Methods: Amniotic fluid samples were collected for interphase FISH analysis using DNA probes for chromosomes 13, 18, 21, X and Y. All the probes were directly labeled with fluorescent molecules. Fluorescent signals were observed under a microscope. A minimum of 100 nuclei with defined hybridization signals were counted for each probe.
Results: Seventy-eight amniotic fluid samples were received for FISH analysis. The average age of mothers and their gestational ages were 33 years and 17.5 weeks respectively. Triple test screening was positive in 39.5% of the women followed by advanced maternal age and ultrasonographic abnormalities. Interphase FISH was performed on 76 specimens whereas 2 samples were rejected because of blood contamination. Aneuploidy was identified in 6 out of 76 specimens. Two cases of trisomy 21, two cases of trisomy 18 and one case of monosomy X were detected. In addition, one case showed 10% mosaicism for trisomy 21. Initially 4 (5.3%) samples were uninformative due to technical reasons but gave acceptable scoring signals when reanalyzed.

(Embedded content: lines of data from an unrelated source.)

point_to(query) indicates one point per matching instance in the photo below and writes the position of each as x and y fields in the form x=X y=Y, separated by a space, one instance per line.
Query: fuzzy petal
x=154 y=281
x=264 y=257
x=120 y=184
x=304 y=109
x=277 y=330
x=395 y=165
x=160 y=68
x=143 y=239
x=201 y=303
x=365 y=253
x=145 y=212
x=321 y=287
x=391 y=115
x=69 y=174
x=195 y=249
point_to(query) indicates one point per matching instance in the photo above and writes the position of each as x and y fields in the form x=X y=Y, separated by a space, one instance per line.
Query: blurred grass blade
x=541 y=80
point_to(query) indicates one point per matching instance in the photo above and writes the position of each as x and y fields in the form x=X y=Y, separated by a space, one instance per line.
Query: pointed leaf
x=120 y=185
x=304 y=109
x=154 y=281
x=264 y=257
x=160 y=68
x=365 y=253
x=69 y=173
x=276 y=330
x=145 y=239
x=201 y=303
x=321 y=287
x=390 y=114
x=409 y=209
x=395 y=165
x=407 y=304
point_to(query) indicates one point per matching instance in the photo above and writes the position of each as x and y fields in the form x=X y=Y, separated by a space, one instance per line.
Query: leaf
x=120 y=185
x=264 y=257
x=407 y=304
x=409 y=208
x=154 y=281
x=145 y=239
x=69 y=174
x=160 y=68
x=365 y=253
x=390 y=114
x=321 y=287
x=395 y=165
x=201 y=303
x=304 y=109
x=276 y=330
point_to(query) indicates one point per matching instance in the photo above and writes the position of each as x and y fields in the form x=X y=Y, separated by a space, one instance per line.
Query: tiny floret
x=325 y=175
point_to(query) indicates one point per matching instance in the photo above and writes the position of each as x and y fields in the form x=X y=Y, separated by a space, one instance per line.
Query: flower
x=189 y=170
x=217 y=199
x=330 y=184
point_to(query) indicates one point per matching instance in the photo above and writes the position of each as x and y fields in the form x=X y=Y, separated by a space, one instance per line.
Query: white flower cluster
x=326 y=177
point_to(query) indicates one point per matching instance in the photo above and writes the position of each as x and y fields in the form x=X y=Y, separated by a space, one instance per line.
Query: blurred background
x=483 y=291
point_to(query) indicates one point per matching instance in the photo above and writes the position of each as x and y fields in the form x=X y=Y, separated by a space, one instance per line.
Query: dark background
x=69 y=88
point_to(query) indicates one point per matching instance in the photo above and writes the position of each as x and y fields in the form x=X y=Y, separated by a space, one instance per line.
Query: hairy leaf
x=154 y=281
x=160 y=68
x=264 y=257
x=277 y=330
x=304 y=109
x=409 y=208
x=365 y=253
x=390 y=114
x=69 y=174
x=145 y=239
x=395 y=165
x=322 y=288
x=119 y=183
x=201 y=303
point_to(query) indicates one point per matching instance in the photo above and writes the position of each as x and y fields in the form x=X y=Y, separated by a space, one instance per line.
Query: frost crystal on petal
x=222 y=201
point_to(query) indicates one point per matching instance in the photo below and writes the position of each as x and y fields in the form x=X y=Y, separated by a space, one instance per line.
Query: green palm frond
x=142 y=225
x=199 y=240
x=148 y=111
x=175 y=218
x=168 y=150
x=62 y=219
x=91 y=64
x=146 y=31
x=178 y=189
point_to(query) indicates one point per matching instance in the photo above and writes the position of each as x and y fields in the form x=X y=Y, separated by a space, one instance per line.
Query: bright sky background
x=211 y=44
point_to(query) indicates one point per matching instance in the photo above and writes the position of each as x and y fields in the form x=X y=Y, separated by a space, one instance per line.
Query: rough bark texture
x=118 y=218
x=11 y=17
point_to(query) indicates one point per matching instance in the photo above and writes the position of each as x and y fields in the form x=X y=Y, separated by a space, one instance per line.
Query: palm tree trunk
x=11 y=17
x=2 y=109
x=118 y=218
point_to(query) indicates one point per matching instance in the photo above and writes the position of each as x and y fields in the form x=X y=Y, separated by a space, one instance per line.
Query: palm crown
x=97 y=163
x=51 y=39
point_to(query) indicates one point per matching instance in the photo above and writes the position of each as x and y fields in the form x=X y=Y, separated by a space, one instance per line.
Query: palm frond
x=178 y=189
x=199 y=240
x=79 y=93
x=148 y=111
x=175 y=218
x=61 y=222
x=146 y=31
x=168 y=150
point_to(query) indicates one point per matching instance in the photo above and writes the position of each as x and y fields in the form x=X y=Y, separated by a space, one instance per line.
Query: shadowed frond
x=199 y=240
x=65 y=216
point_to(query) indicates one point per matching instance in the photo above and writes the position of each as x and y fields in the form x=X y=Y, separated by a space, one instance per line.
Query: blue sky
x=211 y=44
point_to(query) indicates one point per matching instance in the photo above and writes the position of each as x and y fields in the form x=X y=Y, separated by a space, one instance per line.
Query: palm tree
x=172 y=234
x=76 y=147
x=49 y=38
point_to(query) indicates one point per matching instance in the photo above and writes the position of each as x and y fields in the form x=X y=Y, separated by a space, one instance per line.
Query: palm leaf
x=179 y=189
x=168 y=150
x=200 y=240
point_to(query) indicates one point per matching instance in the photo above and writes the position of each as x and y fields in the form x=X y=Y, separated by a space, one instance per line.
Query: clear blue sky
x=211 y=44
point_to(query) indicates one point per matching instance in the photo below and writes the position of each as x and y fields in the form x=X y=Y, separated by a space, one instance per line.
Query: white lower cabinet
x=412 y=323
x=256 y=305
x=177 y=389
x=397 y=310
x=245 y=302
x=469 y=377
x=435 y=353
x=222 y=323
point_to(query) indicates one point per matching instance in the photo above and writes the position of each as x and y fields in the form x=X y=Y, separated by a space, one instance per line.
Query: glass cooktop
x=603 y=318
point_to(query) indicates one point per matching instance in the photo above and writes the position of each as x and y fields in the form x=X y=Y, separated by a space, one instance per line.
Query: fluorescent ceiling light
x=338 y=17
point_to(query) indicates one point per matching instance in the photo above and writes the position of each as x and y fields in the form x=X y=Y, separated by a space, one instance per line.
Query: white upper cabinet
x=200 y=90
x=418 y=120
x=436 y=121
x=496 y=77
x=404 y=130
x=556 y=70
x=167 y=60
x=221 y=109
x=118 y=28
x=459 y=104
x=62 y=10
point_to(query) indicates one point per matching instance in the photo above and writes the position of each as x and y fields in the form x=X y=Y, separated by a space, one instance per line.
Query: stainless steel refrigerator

Conclusion: This study has demonstrated that interphase FISH is a rapid and a reliable technique for the enumeration of chromosome number in uncultured amniocytes. Clinicians can use it for making early decisions necessary for the management of high risk pregnancies ultimately saving patients from anxiety and psychological stress (JPMA 57:189;2007)
Journal of Pakistan Medical Association
(2007). Analysis of amniotic fluid specimens for common chromosome disorders using interphase fluorescence in situ hybridization. Journal of Pakistan Medical Association, 57(4), 189-192.